Andy Anderson and Efton Sager are the board's remaining Republicans. J.D. Evans, John Bell and Jack Best make up the remaining Democrat members.
Price defeated Republican Hal Keck for the at-large seat, according to results posted before today's vote canvass. Price ended up with 19,998 votes in the final county, for 368 more than Keck. The canvass makes elections official and began today at 11 at the county Board of Elections.
Gray defeated Republican Ed Wharton for the District 5 seat, which is currently held by Flowers. Gray finished with 3,328 votes and Wharton with 3,231, a difference of 97.
Both Republicans said they would not call for recounts.
The two races had been too close to call on Election Night with 2,424 provisional ballots remaining to be counted. The candidates had to wait a week for the final results.
Price compared the experience to being a high school senior sweating out a week as he waited for final grades to be posted. "I was just ready for it to be over, one way or the other," he said.
Gray was bagging cotton when he received the news. "I just thank the Lord that it's over," he said by telephone.
The Board of Elections processed more than 1,900 provisional ballots Monday night.
The Elections Board worked from 8 p.m. Monday until 12:15 a.m. today to run 1,846 ballots through a tabulator. The three-member board was assisted by Elections Director Gary Sims, his staff and a handful of volunteers.
On Monday afternoon, the board had hand-counted 73 ballots that each included one or more races in which the voter wasn't eligible to vote. That left around 400 ballots that the board needed to review, beginning at 8 a.m. today.

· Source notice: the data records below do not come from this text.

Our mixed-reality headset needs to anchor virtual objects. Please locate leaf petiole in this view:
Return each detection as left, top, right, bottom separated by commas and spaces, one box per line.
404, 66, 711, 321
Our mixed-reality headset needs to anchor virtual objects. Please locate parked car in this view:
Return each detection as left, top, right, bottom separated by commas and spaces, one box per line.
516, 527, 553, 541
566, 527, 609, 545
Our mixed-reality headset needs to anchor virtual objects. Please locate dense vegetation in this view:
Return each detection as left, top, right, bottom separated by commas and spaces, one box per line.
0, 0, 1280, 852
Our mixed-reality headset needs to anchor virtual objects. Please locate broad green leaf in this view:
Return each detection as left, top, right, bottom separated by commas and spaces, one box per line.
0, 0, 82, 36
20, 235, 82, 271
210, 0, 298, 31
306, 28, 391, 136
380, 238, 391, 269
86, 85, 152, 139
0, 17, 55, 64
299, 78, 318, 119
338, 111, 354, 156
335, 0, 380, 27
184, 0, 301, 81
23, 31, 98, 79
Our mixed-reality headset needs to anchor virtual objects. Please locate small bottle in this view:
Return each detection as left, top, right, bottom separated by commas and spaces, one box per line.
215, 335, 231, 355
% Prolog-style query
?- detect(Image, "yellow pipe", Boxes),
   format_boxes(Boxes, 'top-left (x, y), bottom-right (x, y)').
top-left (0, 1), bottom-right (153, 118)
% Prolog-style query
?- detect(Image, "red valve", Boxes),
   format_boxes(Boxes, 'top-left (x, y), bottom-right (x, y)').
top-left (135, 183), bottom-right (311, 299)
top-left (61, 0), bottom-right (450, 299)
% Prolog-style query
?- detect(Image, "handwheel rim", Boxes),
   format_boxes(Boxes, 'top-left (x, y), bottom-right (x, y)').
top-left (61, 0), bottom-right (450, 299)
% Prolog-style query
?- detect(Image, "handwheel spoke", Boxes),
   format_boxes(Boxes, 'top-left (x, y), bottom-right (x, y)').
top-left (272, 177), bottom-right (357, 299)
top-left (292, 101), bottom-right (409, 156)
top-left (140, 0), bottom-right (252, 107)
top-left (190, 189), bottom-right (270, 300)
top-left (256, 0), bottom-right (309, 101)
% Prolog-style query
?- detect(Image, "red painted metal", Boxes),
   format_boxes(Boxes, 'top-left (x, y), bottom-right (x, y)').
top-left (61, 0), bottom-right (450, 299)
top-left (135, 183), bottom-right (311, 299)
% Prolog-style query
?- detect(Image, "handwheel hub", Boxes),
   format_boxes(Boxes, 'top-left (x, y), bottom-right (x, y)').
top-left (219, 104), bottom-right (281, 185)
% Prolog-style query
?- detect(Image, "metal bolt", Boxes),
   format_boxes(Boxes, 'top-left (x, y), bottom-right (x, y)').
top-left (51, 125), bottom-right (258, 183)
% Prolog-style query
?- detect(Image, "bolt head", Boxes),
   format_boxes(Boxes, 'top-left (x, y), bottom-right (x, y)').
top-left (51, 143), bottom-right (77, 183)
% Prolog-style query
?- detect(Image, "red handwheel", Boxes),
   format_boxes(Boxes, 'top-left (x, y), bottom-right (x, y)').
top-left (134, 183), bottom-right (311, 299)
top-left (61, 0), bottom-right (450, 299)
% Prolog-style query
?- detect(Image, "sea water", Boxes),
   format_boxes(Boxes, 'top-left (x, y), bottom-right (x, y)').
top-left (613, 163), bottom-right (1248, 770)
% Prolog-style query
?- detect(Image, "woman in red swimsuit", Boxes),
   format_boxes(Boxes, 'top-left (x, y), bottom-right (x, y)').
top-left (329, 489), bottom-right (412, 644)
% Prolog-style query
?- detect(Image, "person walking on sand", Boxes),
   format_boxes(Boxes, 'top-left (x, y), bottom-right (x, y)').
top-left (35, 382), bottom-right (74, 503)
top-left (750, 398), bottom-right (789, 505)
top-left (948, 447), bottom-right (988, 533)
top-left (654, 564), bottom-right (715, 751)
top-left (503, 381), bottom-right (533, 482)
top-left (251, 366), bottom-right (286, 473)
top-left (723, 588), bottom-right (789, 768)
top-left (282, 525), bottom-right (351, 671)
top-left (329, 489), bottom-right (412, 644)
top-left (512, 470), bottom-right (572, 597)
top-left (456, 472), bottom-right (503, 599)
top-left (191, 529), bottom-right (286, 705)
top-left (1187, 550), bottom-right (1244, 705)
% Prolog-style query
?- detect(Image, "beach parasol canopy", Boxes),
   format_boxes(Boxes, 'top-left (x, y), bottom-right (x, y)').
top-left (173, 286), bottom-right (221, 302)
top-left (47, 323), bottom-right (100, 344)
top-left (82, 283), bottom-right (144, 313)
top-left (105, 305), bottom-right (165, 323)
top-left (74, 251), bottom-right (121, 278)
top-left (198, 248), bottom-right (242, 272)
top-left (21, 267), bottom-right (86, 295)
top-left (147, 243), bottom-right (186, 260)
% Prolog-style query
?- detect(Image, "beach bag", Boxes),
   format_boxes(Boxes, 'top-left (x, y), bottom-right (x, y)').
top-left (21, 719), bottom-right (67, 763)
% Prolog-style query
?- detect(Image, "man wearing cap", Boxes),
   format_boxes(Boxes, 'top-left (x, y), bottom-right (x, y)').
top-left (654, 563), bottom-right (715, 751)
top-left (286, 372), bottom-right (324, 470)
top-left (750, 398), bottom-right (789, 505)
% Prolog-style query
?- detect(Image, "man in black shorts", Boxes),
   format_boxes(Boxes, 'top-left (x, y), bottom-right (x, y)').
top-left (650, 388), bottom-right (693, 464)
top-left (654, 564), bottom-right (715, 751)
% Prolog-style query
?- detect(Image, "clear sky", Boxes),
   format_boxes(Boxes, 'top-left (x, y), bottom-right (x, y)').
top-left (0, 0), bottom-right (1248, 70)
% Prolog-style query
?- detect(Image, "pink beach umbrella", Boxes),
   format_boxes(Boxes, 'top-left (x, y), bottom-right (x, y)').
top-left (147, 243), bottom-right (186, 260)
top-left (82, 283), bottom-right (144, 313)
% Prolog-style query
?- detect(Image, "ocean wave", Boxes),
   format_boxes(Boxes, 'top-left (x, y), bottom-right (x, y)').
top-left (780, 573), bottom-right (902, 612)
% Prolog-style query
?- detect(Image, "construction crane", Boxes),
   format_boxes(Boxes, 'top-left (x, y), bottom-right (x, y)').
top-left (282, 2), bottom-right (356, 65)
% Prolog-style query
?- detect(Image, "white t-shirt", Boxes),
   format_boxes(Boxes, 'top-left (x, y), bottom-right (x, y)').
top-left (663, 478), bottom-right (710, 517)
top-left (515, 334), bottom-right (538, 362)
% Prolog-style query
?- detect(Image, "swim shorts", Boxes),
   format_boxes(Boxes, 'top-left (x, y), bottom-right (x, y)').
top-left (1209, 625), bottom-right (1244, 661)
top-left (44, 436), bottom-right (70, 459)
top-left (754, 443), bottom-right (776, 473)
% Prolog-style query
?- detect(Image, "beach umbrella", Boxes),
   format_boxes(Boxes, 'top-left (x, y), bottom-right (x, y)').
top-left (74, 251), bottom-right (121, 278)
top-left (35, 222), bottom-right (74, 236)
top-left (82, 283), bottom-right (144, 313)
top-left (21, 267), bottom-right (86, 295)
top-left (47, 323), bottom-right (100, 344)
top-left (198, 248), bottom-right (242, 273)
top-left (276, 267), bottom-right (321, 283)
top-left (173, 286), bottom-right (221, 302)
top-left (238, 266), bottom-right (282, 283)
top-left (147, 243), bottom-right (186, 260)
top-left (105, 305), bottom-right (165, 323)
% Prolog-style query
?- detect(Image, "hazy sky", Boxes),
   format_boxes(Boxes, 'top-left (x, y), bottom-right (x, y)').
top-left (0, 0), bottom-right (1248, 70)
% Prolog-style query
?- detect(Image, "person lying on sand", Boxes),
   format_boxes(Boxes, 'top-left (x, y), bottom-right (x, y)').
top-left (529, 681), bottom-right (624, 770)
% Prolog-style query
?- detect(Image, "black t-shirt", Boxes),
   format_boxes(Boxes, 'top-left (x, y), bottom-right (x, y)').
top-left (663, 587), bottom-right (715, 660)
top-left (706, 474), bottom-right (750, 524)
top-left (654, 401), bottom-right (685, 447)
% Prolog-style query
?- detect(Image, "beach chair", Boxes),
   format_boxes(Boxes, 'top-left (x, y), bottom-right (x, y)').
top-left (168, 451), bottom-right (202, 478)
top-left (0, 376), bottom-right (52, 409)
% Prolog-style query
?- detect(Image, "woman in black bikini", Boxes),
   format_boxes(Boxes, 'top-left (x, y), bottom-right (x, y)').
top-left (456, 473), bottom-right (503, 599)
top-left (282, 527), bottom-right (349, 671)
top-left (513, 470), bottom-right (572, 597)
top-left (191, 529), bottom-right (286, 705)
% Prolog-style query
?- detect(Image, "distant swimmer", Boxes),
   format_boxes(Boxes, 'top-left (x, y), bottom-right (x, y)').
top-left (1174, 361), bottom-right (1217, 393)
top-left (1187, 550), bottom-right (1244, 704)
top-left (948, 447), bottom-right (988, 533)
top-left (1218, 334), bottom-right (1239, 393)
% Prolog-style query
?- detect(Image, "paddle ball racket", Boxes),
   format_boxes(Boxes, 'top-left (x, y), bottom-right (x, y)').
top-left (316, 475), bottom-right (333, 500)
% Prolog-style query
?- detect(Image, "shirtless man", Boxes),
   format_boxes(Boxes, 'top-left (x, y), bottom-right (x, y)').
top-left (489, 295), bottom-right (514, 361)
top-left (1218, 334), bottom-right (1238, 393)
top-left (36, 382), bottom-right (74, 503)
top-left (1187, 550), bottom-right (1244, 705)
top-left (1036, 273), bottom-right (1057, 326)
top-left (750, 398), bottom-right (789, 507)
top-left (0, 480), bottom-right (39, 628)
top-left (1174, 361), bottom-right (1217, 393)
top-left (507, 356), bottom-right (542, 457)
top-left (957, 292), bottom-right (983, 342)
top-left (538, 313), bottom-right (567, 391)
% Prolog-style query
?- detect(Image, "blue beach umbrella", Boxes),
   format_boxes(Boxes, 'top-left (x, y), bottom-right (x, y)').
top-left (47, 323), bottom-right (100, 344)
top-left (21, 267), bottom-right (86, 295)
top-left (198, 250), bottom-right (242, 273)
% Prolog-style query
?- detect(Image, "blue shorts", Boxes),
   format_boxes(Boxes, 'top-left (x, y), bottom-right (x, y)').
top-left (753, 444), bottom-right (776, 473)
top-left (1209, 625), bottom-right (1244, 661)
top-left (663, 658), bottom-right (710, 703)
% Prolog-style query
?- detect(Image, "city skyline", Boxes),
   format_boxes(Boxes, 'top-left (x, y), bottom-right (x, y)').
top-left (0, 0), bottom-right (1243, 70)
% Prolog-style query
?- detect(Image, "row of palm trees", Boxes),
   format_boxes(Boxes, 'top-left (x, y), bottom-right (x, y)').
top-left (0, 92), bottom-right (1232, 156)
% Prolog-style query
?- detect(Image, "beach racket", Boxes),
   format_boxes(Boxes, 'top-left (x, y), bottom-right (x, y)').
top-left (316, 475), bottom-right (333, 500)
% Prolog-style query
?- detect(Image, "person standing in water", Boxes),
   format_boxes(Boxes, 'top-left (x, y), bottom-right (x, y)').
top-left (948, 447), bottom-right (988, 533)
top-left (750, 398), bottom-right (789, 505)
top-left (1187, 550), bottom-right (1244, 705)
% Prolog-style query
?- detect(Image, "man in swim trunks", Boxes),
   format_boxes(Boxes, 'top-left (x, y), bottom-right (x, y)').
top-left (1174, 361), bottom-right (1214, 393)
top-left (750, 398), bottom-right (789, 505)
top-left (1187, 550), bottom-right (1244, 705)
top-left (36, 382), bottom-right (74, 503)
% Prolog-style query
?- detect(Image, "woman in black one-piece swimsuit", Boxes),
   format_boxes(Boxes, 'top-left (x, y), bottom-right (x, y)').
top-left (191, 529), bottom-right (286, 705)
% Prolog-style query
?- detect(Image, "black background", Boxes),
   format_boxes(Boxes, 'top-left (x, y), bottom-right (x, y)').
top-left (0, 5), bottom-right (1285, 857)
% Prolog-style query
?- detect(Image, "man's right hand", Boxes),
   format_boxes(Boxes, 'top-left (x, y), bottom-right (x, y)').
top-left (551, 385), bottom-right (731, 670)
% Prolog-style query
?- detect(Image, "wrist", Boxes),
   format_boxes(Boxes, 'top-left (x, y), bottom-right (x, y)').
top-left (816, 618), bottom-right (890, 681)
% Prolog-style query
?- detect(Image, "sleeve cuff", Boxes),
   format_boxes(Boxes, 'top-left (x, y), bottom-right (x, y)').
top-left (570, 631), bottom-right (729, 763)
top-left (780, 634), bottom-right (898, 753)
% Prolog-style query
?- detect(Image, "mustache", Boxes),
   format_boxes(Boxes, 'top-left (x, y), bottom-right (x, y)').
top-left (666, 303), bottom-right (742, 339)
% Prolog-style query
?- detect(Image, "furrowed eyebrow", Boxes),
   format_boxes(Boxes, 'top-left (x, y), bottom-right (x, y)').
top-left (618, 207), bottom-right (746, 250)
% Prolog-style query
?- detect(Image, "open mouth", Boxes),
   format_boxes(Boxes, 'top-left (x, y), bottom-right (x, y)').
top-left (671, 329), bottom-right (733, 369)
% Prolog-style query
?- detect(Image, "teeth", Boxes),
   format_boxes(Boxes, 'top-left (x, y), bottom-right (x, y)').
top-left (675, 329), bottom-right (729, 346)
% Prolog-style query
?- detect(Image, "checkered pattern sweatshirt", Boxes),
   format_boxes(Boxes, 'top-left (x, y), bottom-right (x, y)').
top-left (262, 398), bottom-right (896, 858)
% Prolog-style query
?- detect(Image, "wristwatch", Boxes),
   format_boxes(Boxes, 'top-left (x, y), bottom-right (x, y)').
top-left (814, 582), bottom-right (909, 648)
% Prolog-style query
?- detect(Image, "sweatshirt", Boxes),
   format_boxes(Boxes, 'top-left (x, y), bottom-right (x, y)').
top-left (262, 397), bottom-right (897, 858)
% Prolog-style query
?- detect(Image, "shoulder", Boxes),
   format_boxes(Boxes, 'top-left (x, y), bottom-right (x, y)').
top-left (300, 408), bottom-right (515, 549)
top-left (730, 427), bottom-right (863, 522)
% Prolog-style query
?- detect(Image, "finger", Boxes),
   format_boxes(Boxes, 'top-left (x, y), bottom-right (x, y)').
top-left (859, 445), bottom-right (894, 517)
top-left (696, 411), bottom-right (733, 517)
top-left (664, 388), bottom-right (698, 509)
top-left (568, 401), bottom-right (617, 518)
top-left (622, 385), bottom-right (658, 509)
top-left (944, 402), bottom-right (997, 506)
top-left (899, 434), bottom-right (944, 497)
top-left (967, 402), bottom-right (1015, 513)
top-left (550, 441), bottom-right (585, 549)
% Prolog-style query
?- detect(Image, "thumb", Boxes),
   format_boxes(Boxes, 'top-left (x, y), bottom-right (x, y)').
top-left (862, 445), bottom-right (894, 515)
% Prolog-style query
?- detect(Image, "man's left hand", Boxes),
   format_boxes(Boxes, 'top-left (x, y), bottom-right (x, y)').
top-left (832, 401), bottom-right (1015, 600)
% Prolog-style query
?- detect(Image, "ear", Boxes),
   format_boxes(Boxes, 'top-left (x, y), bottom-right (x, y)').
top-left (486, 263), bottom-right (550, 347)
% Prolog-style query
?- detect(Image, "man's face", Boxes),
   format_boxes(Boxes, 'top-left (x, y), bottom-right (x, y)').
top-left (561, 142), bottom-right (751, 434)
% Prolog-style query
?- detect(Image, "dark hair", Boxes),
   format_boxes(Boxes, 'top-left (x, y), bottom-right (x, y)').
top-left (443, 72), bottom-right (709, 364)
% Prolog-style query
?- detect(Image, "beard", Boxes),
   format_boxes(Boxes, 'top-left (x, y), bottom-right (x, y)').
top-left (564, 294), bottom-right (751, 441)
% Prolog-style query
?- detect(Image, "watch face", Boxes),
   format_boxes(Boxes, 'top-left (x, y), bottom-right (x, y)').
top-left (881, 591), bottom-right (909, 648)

Most of these ballots were cast by people who weren't registered voters in Wayne County, but the board still planned to consider individual circumstances. The provisional ballots were sealed inside envelopes, which weren't opened until the board had already ruled on their eligibility.
Price received a small boost from the ballots that were hand-counted. He received 46 votes for the county board's at-large seat, and Keck received 25.
Two people chose not to vote for the at-large seat. That gave Price a 180-vote advantage before the remaining provisionals were added.
The hand-counted ballots had nearly no effect on the Gray vs. Wharton race. Only a small percentage of the voters lived in District 5, and for various reasons, almost all had voted in other county commissioners' districts.